As demanding as the public may be, they are
usually inclined to give an organization the benefit of the doubt in the early
hours of a crisis. They judge a company and its leaders not by the incident
itself — which they recognize is often beyond the control of those individuals
— but by their response.
3. Take responsibility. One of the more
controversial tenets of crisis management is that someone involved in a crisis
must be prepared to empathize, even publicly apologize, for the events that
have transpired. This is different from accepting blame. Taking responsibility
means communicating what an organization is doing to remedy a situation that
the media and the public have determined involve that organization in some way.
4. Centralize information. A company
needs to move quickly to gain control over information and the resolution of
the crisis.
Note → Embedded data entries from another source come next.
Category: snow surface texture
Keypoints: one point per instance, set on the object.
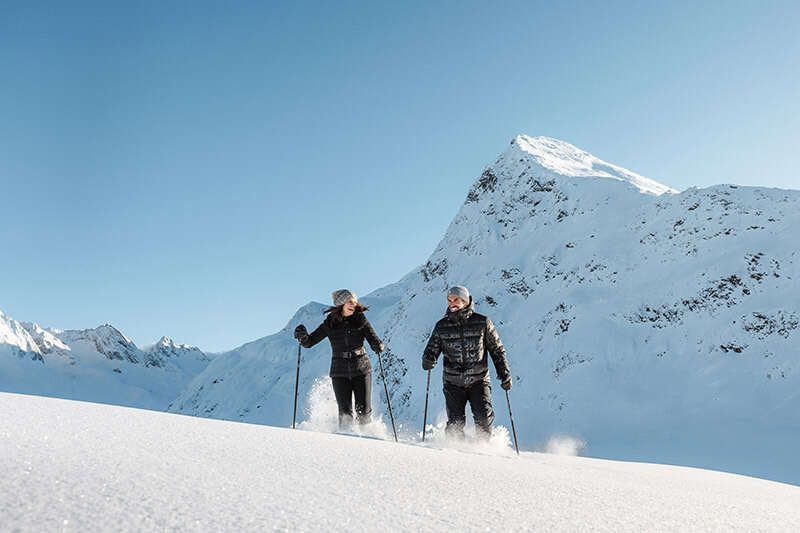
(640, 323)
(74, 466)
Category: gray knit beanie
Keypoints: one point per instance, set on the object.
(459, 291)
(342, 296)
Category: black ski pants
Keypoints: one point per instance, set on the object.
(345, 390)
(479, 396)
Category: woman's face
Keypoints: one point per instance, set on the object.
(454, 303)
(349, 308)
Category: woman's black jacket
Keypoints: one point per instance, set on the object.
(346, 335)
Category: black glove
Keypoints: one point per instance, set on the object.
(300, 332)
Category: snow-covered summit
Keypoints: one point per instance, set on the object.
(651, 324)
(562, 158)
(97, 364)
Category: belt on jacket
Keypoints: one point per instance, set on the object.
(350, 355)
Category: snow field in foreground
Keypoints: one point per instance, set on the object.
(67, 465)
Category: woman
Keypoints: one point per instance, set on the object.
(346, 327)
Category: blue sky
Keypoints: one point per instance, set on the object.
(202, 169)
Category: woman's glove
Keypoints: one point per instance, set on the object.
(300, 333)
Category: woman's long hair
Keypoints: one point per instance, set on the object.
(335, 311)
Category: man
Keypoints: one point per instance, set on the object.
(465, 336)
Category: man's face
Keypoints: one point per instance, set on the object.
(454, 303)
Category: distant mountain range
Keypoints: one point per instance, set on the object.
(649, 323)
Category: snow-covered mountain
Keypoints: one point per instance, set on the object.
(650, 324)
(159, 471)
(99, 364)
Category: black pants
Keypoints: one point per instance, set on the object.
(479, 396)
(345, 389)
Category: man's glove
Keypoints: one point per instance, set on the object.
(300, 333)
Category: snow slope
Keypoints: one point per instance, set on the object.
(74, 466)
(650, 324)
(99, 364)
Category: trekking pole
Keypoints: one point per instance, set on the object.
(296, 384)
(513, 429)
(425, 418)
(388, 401)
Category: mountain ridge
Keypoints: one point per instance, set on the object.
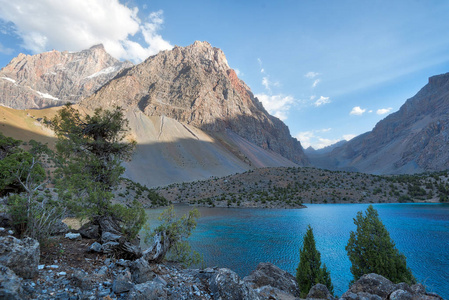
(195, 86)
(54, 78)
(414, 139)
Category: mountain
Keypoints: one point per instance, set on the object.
(54, 78)
(195, 86)
(412, 140)
(311, 151)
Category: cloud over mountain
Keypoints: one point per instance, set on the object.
(78, 24)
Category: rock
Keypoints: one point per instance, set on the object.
(226, 284)
(110, 247)
(95, 247)
(269, 274)
(148, 291)
(418, 288)
(360, 296)
(401, 295)
(109, 237)
(122, 283)
(129, 251)
(108, 224)
(60, 228)
(5, 220)
(82, 280)
(371, 284)
(141, 271)
(21, 256)
(319, 291)
(90, 231)
(269, 292)
(53, 78)
(158, 249)
(403, 286)
(73, 236)
(10, 284)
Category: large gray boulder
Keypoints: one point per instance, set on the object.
(141, 271)
(148, 291)
(373, 284)
(319, 291)
(267, 274)
(122, 283)
(226, 284)
(158, 249)
(269, 293)
(21, 256)
(10, 284)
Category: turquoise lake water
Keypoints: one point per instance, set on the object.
(241, 238)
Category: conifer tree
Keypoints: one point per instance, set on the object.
(371, 250)
(309, 271)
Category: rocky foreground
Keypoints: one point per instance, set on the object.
(77, 268)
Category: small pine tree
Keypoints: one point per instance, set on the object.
(309, 271)
(371, 250)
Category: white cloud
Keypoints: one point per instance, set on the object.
(384, 111)
(357, 111)
(310, 138)
(349, 137)
(321, 101)
(277, 105)
(75, 25)
(4, 50)
(312, 74)
(315, 83)
(267, 83)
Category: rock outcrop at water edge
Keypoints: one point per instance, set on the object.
(126, 279)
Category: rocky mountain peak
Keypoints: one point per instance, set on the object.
(195, 85)
(412, 140)
(54, 78)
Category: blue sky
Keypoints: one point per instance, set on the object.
(329, 69)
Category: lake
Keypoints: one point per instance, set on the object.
(241, 238)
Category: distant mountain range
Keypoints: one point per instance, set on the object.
(194, 118)
(54, 78)
(412, 140)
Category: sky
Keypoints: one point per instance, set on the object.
(329, 69)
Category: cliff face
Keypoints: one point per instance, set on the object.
(195, 86)
(414, 139)
(53, 78)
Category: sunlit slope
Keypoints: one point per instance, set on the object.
(27, 124)
(169, 151)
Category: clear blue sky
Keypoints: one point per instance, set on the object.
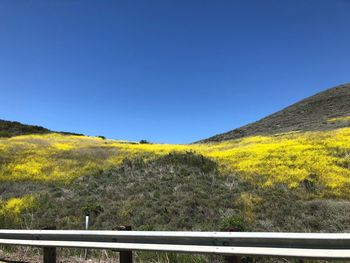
(166, 71)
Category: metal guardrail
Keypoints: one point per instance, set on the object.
(296, 245)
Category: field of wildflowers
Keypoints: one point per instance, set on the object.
(321, 158)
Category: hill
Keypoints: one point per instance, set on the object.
(296, 179)
(326, 110)
(13, 128)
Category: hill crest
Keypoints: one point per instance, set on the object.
(326, 110)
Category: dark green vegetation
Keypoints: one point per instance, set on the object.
(14, 128)
(310, 114)
(186, 191)
(175, 192)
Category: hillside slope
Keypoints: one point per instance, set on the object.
(323, 111)
(14, 128)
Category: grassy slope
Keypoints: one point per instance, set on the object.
(310, 114)
(296, 181)
(319, 158)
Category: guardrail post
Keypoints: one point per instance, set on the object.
(232, 259)
(49, 253)
(125, 256)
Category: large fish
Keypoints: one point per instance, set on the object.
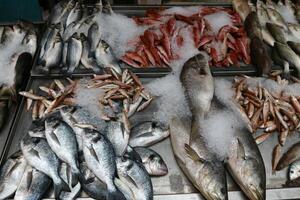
(39, 155)
(246, 166)
(11, 174)
(33, 185)
(101, 160)
(134, 175)
(62, 141)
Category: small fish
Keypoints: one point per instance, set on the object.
(33, 185)
(152, 161)
(11, 174)
(39, 155)
(147, 134)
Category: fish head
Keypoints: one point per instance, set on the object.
(156, 165)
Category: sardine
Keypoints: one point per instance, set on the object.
(147, 134)
(39, 155)
(11, 174)
(136, 177)
(152, 161)
(100, 158)
(33, 185)
(62, 141)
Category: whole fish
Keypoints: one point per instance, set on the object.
(289, 157)
(74, 53)
(33, 185)
(277, 32)
(260, 56)
(295, 46)
(252, 26)
(3, 112)
(289, 55)
(88, 62)
(66, 174)
(39, 155)
(136, 177)
(152, 161)
(100, 158)
(147, 134)
(74, 15)
(105, 57)
(294, 170)
(198, 86)
(94, 36)
(246, 166)
(11, 174)
(118, 136)
(95, 188)
(207, 176)
(242, 7)
(62, 141)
Ensure that appropriate levels of management are updated with
information from a wide variety of sources (media coverage, analyst comments,
competitive intelligence, managers’ first-hand reports, etc.).
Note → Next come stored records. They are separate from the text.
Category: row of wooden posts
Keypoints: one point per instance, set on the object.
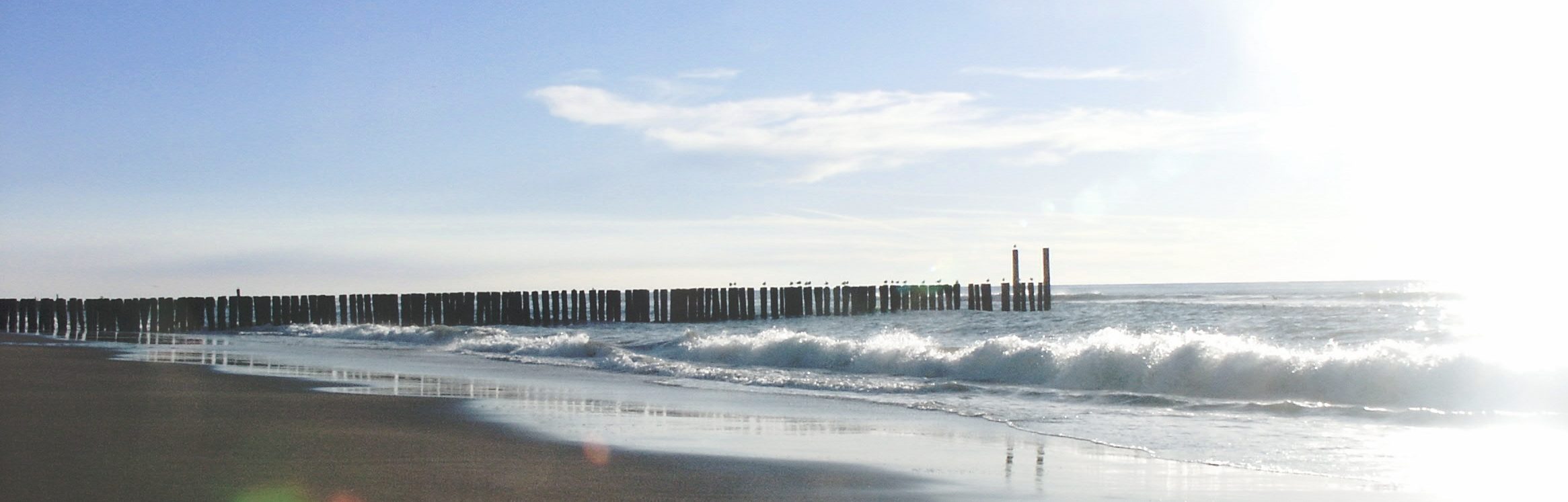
(550, 308)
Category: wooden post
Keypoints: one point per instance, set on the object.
(1045, 258)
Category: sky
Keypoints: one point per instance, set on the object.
(193, 148)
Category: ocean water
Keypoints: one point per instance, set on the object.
(1405, 386)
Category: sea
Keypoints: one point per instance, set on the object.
(1401, 388)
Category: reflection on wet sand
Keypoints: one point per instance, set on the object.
(623, 423)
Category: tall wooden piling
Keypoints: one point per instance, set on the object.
(1045, 264)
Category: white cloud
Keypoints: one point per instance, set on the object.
(709, 74)
(1111, 73)
(582, 74)
(847, 132)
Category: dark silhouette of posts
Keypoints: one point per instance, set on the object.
(1045, 264)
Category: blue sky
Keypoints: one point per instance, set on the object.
(190, 148)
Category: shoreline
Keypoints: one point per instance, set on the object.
(77, 425)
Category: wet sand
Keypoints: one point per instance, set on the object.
(76, 425)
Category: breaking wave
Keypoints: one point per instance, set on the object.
(1187, 364)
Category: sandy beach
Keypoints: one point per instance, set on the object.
(76, 425)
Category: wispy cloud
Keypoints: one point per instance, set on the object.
(847, 132)
(1111, 73)
(582, 74)
(709, 74)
5. Establish a crisis team. Create and
train the crisis team before a crisis strikes, and establish a situation room.
During a crisis, when everyone goes into action, be sure the team has access to
the highest levels of management.
6. “Plan for the worst; hope for the best.”
Assume the worst-case scenario. Develop contingencies for the hours and days
ahead, forecast possible consequences and determine plans of action.
7. Communicate with employees. Remember
that employees are your front-line “ambassadors” in a crisis. Be sure they are
aware of what the company is doing to deal with the situation.
8. Third parties. Use third parties to
speak on your behalf. Third parties act as character witnesses and often carry
more credibility than the organization at the centre of a crisis.
9. Use research to determine responses.
Polling, market research and focus groups provide essential insight into the
magnitude of a crisis and public attitudes about where hidden issues may lie.
Monitor the Internet, chat rooms and blogs.
10. Create a website – If circumstances
warrant, create a website to give quick, up-to-the-minute information and get
the company’s story out.
3. How to manage your reputation after the crisis?
As the crisis comes under control,
a company should examine the impact the incident has had on its brand(s) and
reputation. If the brand has taken a hit, a company may need to give consumers
a reason to trust them again.
Companies should consider a broad
range of potential communication initiatives to restore trust and loyalty.
·
Following a
recall of millions of cases of beer that may have contained a few bottles
tainted with caustic cleaning material, a major brewery ran ads in newspapers
across Canada, assuring consumers the problem was rectified and offering them
coupons redeemable for a free beer.
·
A major
appliance company weathered controversy following the closure of a
manufacturing facility that saw hundreds lose their jobs. The company ran a
major public relations and advertising campaign to remind customers that it
continued to have an active presence in the country, and was here for the long
haul.
·
An
international mining company seeks to restore normalcy to an overseas site that
has been occupied by demonstrators and attracted an international backlash. The
company begins a real effort at stakeholder communications and engagement,
learning to work with its staunchest critics.
An entire arsenal of public
relations techniques can be called upon, from media relations, internal
communications, and thought-leadership initiatives to comprehensive corporate
social responsibility programs.
Public opinion surveys can track
changes in attitudes towards a company in the weeks and months after
reputation-focused programs are launched.